I dutifully taped Pete's copy of the track from that 12" single onto a mixtape that became slavishly overplayed down at our end of the hall. The track even managed to infiltrate the battlements of my long-suffering roommate Dave's tastes, becoming a favorite for late night drunken airings and perilous drives to nearby Newark, Ohio (where the Taco Bell was). I can't hear this track without countless memories of that year of college filling my head. Being a b-side, however, "Psycho 2" was a very hard track to get ahold of. I never managed to procure a copy of the 12" single and upon the advent of the compact disc, I feared I'd never hear the urgent strains of the song ever again outside of that long-stored-away mixtape.
As I mentioned earlier, later Gene Loves Jezebel material found the band inching closer to the big haired, slack-jawed pop-metal of the Sunset Strip (attempting to mimic the crossover success of their peers in The Cult), largely forsaking their earlier penchant for oddball Baroque flourish. While their 1987 album, The House of Dolls, did feature the stylish single, "Suspicion", it all went swiftly south after that. I lost interest and moved on. The Aston twins split, undermining the band's gimmick. Both brothers attempted to soldier on with the name, which eventually resulted in lots of nasty litigation.
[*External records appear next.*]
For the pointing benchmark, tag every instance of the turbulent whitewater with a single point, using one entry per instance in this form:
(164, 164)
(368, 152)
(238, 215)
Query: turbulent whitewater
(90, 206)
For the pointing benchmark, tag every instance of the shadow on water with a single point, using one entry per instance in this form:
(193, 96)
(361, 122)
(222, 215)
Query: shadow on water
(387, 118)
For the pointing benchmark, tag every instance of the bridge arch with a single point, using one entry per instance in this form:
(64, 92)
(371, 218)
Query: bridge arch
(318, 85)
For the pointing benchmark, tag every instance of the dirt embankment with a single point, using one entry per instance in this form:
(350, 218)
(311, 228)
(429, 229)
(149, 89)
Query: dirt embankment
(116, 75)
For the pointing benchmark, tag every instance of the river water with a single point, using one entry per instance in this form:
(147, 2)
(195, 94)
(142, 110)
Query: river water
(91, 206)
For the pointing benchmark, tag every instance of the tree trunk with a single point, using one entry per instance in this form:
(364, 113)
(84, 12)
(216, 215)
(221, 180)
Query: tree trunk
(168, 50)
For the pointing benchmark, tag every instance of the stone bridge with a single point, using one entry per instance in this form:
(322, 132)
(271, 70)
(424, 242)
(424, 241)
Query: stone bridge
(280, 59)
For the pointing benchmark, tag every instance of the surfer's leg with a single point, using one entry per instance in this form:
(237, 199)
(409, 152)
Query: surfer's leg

In 2005, however, Beggars Banquet saw fit to re-release the Discover album as a deluxe two CD set, appended with era-appropriate b-sides, extended mixes, demos, etc. I snatched it up in seconds and thrilled once more to the manic sprint of "Psycho 2". In celebration of same, I started a discussion thread on the ILX boards about the re-masters, and Michael Aston himself weighed in, much to my surprise (scroll to the the bottom, if you care).
In any event, despite Gene Loves Jezebel's myriad eccentricities, I think this track still delivers the goods. You, of course, may beg to differ.